Whole Woman’s Health v. Paxton
The Fifth Circuit Court of Appeals will rehear oral arguments for this case on Jan. 21, deciding whether a Texas law banning dilation and evacuation (D&E) procedures — the standard for abortion care after 12 weeks of pregnancy — is constitutional or not. A three-judge panel ruled that D&E bans were unconstitutional in October, but in an usual twist, the Court of Appeals then vacated its own decision later that month, and decided to rehear the case before its full bench of judges.
“Unlike laws about admitting privileges and transfer agreements, bans on procedures have a very different history before the court,” Rebouché says. The Supreme Court has typically ruled that there is “no constitutional right to a type of abortion.” This means that anti-abortion activists and their lawyers can argue that protecting the “dignity” of a potential life — by mandating a certain type of procedure be used for an abortion — trumps the person carrying the pregnancy’s right to a specific procedure.
Should this case reach the Supreme Court, which could happen if either side appeals the ruling the Fifth Circuit Court ultimately makes, Rebouché says she could see the Court saying that states have a reasonable interest in banning a procedure that they perceive to be “disrespectful of that potential life.”
Bryant et al v. Woodall
The Fourth Circuit Court of Appeals will hear oral arguments about this longstanding North Carolina ban on abortion after 20 weeks pregnancy on Jan. 28. The issue up for debate is the 2015 amendment to the law, which narrowed the exemptions in case of imminent threats to the pregnant person’s life.

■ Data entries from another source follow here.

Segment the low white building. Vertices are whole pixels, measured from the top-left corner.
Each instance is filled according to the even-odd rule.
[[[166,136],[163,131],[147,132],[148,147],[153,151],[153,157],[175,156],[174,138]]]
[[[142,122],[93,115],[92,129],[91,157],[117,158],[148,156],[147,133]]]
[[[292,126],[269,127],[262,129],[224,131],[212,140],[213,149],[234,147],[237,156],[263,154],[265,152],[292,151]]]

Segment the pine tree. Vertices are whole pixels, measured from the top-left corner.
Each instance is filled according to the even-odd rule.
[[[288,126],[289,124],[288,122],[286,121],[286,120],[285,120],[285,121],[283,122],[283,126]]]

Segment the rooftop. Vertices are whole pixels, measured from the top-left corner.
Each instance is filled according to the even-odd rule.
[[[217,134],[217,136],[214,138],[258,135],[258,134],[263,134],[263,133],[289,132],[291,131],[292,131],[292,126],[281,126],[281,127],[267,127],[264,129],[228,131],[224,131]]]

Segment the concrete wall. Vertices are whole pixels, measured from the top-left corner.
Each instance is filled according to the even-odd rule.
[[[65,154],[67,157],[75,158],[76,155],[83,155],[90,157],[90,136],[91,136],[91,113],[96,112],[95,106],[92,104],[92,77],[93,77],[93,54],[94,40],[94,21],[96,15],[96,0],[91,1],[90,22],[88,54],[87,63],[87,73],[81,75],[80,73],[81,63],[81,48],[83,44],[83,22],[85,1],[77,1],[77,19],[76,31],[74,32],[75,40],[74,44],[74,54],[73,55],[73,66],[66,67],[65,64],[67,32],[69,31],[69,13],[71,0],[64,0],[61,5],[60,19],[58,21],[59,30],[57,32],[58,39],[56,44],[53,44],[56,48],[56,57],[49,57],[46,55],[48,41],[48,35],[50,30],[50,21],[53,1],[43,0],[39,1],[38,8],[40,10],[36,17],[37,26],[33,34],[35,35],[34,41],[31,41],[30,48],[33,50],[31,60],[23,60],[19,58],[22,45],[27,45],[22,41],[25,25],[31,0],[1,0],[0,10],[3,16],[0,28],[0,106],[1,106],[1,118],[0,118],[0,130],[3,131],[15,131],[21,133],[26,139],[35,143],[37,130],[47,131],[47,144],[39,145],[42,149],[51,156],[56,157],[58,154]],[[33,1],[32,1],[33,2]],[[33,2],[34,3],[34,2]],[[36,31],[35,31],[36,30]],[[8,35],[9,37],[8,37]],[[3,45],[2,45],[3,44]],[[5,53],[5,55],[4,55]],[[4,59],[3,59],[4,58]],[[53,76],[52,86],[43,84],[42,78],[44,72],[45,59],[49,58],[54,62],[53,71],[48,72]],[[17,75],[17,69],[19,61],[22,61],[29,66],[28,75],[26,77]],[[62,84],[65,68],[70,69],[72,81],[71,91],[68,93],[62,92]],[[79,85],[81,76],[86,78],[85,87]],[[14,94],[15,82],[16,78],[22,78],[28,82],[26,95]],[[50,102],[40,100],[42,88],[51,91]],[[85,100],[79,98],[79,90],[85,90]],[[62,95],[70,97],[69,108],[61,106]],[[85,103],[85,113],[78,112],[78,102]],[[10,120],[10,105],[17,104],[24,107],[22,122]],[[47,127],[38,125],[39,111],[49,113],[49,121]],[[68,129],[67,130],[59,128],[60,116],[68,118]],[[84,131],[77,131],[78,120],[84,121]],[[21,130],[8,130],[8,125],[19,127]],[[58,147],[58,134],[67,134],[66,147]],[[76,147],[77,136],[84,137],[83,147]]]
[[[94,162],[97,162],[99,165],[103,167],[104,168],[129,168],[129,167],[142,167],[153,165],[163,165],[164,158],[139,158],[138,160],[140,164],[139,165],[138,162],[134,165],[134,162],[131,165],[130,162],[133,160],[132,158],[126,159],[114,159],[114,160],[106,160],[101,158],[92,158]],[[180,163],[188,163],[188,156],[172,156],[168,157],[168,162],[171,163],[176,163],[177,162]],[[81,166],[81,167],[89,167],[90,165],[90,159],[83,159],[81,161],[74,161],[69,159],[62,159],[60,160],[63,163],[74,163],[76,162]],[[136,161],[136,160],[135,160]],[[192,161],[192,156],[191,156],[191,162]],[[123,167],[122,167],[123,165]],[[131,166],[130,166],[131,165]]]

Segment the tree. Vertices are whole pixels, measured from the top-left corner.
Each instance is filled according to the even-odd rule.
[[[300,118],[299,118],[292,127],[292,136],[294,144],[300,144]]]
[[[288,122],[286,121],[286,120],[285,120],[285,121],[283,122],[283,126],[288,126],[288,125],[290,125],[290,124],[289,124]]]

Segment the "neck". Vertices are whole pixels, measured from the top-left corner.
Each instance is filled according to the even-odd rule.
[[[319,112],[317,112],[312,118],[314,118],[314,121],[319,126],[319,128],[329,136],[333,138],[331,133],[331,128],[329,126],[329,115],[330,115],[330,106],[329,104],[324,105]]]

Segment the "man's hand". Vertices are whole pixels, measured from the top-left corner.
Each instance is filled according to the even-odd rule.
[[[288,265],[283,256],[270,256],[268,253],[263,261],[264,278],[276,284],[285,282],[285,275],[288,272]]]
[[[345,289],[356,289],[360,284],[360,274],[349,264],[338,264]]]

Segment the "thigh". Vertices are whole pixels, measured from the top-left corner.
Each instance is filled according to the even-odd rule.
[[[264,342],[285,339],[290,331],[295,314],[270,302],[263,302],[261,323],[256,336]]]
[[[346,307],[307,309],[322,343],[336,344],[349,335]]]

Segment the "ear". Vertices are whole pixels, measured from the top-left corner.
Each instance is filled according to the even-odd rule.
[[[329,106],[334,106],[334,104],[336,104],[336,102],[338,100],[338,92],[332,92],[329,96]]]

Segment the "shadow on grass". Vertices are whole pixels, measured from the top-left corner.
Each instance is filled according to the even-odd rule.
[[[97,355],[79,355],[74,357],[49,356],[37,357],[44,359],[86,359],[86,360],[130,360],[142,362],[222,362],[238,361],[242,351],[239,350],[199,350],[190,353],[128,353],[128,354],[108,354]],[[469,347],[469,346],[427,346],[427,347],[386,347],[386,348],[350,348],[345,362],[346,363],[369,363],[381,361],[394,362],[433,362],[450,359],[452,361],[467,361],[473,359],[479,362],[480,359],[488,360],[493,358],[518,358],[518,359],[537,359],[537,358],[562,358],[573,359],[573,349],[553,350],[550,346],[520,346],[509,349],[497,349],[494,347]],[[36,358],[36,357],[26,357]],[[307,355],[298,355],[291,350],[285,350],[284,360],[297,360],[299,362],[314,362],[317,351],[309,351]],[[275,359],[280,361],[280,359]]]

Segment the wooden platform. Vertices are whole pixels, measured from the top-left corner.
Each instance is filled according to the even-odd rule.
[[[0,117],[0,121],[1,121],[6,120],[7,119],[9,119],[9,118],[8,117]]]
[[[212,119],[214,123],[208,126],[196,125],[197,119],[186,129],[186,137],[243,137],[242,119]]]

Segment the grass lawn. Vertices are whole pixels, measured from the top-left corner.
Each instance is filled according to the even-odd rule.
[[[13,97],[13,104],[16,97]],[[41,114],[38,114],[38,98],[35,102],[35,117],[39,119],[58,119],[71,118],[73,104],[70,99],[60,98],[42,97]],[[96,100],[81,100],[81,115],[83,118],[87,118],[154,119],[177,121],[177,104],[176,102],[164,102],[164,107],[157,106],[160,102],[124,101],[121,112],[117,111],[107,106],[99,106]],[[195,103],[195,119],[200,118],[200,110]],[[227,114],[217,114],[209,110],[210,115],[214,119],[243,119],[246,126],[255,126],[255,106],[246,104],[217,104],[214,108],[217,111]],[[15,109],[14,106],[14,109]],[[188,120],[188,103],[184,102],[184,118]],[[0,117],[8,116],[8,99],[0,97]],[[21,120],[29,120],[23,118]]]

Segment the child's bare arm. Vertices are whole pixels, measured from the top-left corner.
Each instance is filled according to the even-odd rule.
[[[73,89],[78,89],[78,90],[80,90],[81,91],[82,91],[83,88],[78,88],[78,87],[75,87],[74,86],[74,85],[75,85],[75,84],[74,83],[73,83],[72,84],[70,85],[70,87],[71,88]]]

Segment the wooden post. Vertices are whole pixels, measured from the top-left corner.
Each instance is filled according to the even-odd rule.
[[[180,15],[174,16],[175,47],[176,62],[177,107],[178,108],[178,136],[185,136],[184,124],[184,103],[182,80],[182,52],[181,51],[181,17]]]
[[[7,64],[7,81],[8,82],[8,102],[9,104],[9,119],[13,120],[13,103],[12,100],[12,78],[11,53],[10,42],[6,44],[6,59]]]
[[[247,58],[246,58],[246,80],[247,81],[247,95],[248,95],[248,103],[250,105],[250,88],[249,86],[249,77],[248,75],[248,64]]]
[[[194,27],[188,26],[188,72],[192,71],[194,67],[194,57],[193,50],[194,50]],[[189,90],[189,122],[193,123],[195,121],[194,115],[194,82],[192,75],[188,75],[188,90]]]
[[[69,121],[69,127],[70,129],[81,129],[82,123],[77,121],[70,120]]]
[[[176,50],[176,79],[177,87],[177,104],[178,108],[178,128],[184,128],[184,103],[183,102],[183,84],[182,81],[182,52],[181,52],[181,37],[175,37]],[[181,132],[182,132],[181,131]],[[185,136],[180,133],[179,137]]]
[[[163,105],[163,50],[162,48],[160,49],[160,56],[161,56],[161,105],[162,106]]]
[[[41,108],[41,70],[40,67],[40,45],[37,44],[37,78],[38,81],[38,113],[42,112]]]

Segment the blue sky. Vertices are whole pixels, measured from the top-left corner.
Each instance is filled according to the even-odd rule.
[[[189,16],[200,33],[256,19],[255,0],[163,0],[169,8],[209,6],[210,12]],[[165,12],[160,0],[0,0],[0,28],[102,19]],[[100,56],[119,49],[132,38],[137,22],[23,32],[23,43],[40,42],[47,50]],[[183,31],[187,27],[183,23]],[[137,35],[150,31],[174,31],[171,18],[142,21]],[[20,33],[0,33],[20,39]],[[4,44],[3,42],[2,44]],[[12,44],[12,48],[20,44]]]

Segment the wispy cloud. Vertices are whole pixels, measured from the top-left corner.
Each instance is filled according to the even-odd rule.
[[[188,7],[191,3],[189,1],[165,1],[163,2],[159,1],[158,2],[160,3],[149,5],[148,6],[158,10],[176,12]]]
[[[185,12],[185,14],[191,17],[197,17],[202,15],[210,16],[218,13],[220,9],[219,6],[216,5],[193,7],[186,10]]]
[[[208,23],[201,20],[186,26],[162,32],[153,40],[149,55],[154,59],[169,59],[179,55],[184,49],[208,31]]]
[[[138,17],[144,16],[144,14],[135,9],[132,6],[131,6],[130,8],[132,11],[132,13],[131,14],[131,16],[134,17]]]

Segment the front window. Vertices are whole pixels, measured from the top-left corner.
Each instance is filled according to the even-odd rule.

Some important background: the constitutional right to abortion hinges not only on Roe, which legalized abortion, but also on the 1992 case Planned Parenthood v. Casey, which established what’s called the “undue burden” standard for evaluating restrictions — basically, whether or not a restriction makes it too hard to get an abortion.
Should this case reach the Supreme Court, Rebouché says it could create a roadmap for overturning Casey. 15-week bans like in Mississippi and six-week bans like in Georgia blatantly go against the precedent Casey established about fetal viability, or the likelihood of a fetus surviving outside the uterus being used as a measure to assess constitutionality. The 20-week ban in North Carolina, though, isn’t so far from the current standard of 24 weeks that it might be hard to present a meaningful differentiation between the two, Rebouché says.
If that’s the case, the Court may decide that viability isn’t a rational standard to use to determine whether a law restricting abortion access can stand or not, and states can determine their own standards for the potential for life. That could pave the way for new abortion bans that target a fetus’ potential to survive, instead of taking into account the patient’s privacy, agency, and health.